Littering should be judged by respective degrees, just like murder.
“First degree littering” would be considered the worst, of course, a genuine, pre-meditated affront to humanity. “Second degree” wouldn’t be any better, except that maybe you put a “FREE” sign on your old-ass queen size. But because that’s a stupid excuse, I take it back: there’d be no second or third degrees.
It’s all bad. It’s all willful and deliberate.
When I find some skanky mattress or overturned recliner dumped next to sidewalk tree, I imagine locating its former owner and rubbing his face in it the way my father taught our dog not to crap in the house. There’s simply no excuse for making your problems ours, and those who do are self-serving leeches with rat urine for blood. So no, the “Take Me” sign you stuck on that used condom of an old couch doesn’t frame this picture any more forgivably. Your Carrington-Breckenridge microsuede fat throne and you can go to hell.
I can’t say why the site of abandoned furniture hits my who-the-hell-do-you-think-you-are? nerve with the precision of a laser-guided missile, but when it strikes I picture the culprit creepin’ around, lookin’ for the right spot and the perfect moment to dump a lifeless TV before racing off like he’d just waved his dick at some kids.
If the offending home furnishing happens to be sitting in front of your home or at the end of your driveway –and it belongs to you– that’s a different story. But old couches are most often abandoned in and around condo and apartment complexes. Discarded mattresses are leaned upside electrical boxes, building entrances, parking garage gates, and in street gutters for all to enjoy.

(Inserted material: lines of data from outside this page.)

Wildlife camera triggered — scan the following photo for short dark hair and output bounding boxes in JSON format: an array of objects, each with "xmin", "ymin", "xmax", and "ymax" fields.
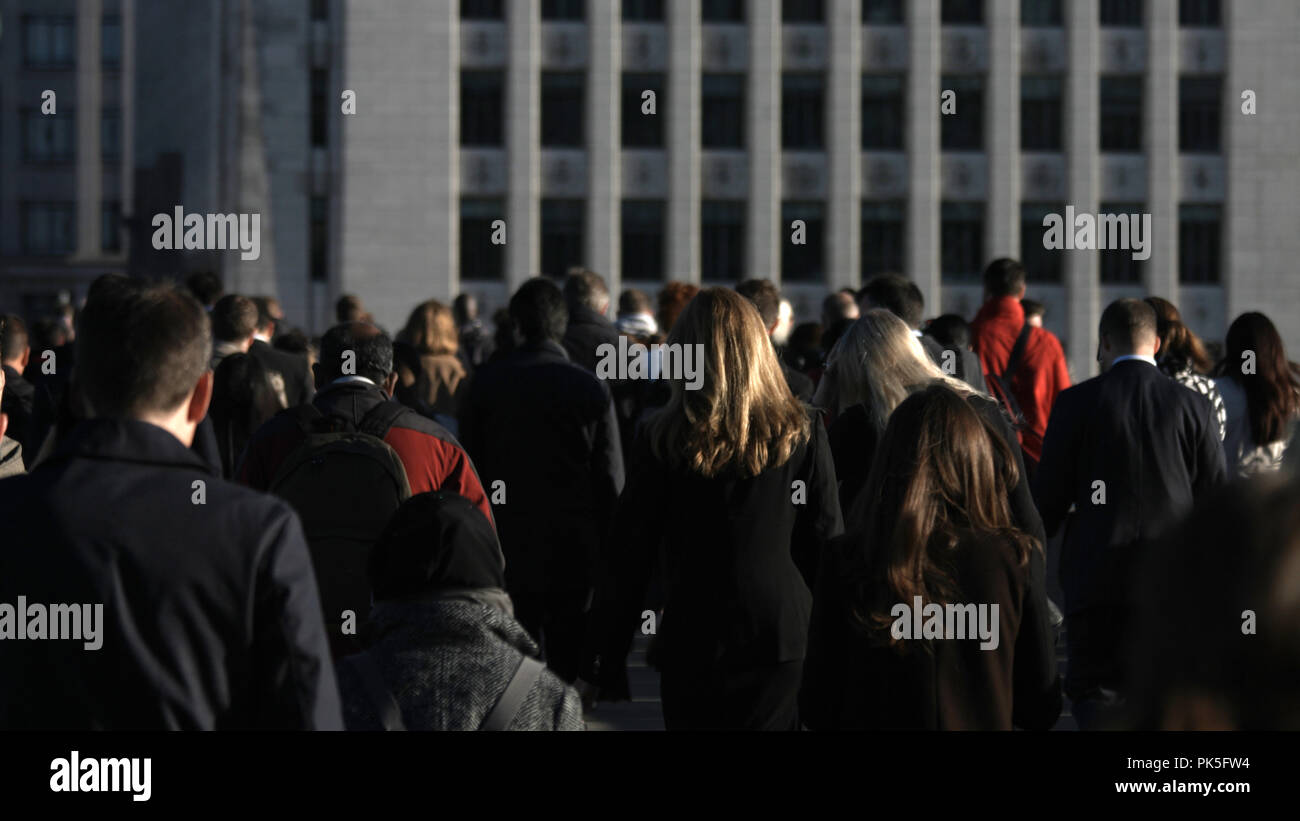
[
  {"xmin": 736, "ymin": 279, "xmax": 781, "ymax": 329},
  {"xmin": 1100, "ymin": 297, "xmax": 1160, "ymax": 348},
  {"xmin": 984, "ymin": 257, "xmax": 1024, "ymax": 296},
  {"xmin": 619, "ymin": 288, "xmax": 654, "ymax": 313},
  {"xmin": 320, "ymin": 321, "xmax": 393, "ymax": 385},
  {"xmin": 0, "ymin": 313, "xmax": 29, "ymax": 362},
  {"xmin": 77, "ymin": 286, "xmax": 212, "ymax": 417},
  {"xmin": 858, "ymin": 274, "xmax": 926, "ymax": 329},
  {"xmin": 185, "ymin": 270, "xmax": 225, "ymax": 308},
  {"xmin": 334, "ymin": 294, "xmax": 363, "ymax": 322},
  {"xmin": 564, "ymin": 268, "xmax": 610, "ymax": 310},
  {"xmin": 252, "ymin": 296, "xmax": 277, "ymax": 329},
  {"xmin": 510, "ymin": 277, "xmax": 568, "ymax": 342},
  {"xmin": 212, "ymin": 294, "xmax": 257, "ymax": 342},
  {"xmin": 926, "ymin": 313, "xmax": 971, "ymax": 349}
]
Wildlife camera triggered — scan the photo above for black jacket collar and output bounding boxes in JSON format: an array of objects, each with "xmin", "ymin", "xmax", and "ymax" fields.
[{"xmin": 56, "ymin": 418, "xmax": 215, "ymax": 474}]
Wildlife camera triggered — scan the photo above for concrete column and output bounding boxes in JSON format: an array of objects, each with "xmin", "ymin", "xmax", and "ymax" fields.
[
  {"xmin": 1143, "ymin": 0, "xmax": 1182, "ymax": 305},
  {"xmin": 984, "ymin": 0, "xmax": 1021, "ymax": 260},
  {"xmin": 75, "ymin": 0, "xmax": 102, "ymax": 260},
  {"xmin": 330, "ymin": 0, "xmax": 460, "ymax": 329},
  {"xmin": 904, "ymin": 0, "xmax": 944, "ymax": 308},
  {"xmin": 1065, "ymin": 0, "xmax": 1101, "ymax": 381},
  {"xmin": 586, "ymin": 3, "xmax": 623, "ymax": 304},
  {"xmin": 826, "ymin": 0, "xmax": 862, "ymax": 290},
  {"xmin": 667, "ymin": 0, "xmax": 701, "ymax": 283},
  {"xmin": 745, "ymin": 0, "xmax": 774, "ymax": 284},
  {"xmin": 499, "ymin": 1, "xmax": 542, "ymax": 292}
]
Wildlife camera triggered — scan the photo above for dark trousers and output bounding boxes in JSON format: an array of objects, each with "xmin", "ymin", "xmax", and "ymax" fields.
[
  {"xmin": 510, "ymin": 590, "xmax": 592, "ymax": 683},
  {"xmin": 659, "ymin": 660, "xmax": 803, "ymax": 730}
]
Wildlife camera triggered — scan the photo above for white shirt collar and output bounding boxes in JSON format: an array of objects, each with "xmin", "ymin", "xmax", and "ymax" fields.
[{"xmin": 1110, "ymin": 353, "xmax": 1156, "ymax": 368}]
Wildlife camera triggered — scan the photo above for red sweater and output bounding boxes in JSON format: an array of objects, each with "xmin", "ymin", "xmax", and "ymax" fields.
[{"xmin": 971, "ymin": 296, "xmax": 1070, "ymax": 461}]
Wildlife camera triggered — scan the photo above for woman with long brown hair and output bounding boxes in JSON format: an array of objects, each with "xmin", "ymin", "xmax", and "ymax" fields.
[
  {"xmin": 398, "ymin": 299, "xmax": 468, "ymax": 418},
  {"xmin": 1147, "ymin": 296, "xmax": 1227, "ymax": 442},
  {"xmin": 1214, "ymin": 312, "xmax": 1300, "ymax": 477},
  {"xmin": 590, "ymin": 287, "xmax": 841, "ymax": 730},
  {"xmin": 800, "ymin": 383, "xmax": 1061, "ymax": 730}
]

(Here, too, I imagine a herpetic male tenant who doesn’t pay his child support, waiting ’til midnight before wrestling his personally varnished king-sized Euro-top out of the building and into the alley, where it’ll stay for weeks.)
Ever see a furniture-dumper in broad daylight? Not me! I’m glad I haven’t, too, ’cause if I did there’d be a confrontation. ‘Course I really can’t go around mashing people’s faces into their inconsiderately disposed of, human-soiled IKEA foam waste products: Hello! I have both state and federal rap sheets. Such an incident would guarantee conversations with suits and badges I neither want nor need.
But I would find myself tempted, upon catching some unmanly do-nothing dumping his tattered La-Z-Boy, to hop out of my car with a digi-SLR (14.3 Megapixels of mega-shame, baby!) I’d run over and yell, “Yo Landfill, say cheese!”
Then I’d zoom home and crank out some nice color prints, returning to the scene of the criminal laziness with many copies. Each would feature an abusive, unfairly judgmental, and contemptuous description of what I saw. It would say “HATE CRIME” or “RODENT BREEDER” in giant letters. My eyewitness account would even include claim to have seen the perpetrator stopping to wipe himself all over with a large dead fish – just because. Readers need a good WTF!? to keep ’em hooked.
I’m not, however, prepared to dial 9-1-1. My faith in local law enforcement’s concern for aesthetic, quality of life issues is dubious to begin with. Besides, 3½ hours standing around with the police actually is too much to ask. Far too many cops are anxious to end their shift with as few incident reports to complete as possible, and they can be a headache for both parties to deal with. Thus my vigilante creed: “Don’t magistrate: humiliate!”
But is publicly dumping boxes of your old clothes or bedding really a hate crime? Other than a self-hate crime, technically (obviously) no. It is, however, illegal, and certainly arguable that only self-haters buy Swivel Rocker Recliners “with Storage Arm” and fabric sectional sofa-yachts.
I mean, Lane and Broyhill are the real reason people dump these wretched discourtesies in the dark of night, right? General laziness too, of course, but who’d want to be seen scurrying away from an Emporium Class end-table on a sunny day? Not me.
And isn’t it always that hideous Macy’s clearance center garbage these assholes make us look at on the street, too? I call unfair! You’re walking down the sidewalk and up-comes some lunchtime spaghetti at the sight of a Bulldog Pad-Over Rocker. And what in goddamn hell is a “Catnapper Magnum!?” Who invents these names, by the way?
Whatever, it doesn’t matter. Just don’t pollute our day with whatever’s left of your ugly-ass home furnishings.
After the raccoons realized that my aquarium was actually a sushi bar, I decided that fish in my barn was a bad idea. I emptied the tank and put it on the curb, along with the filter and all accoutrements. It was gone in 30 minutes.
Most people recognize a fish tank as well as the basic equipment that might accompany one, so I’d say you gave away something of value, not to mention made someone’s day.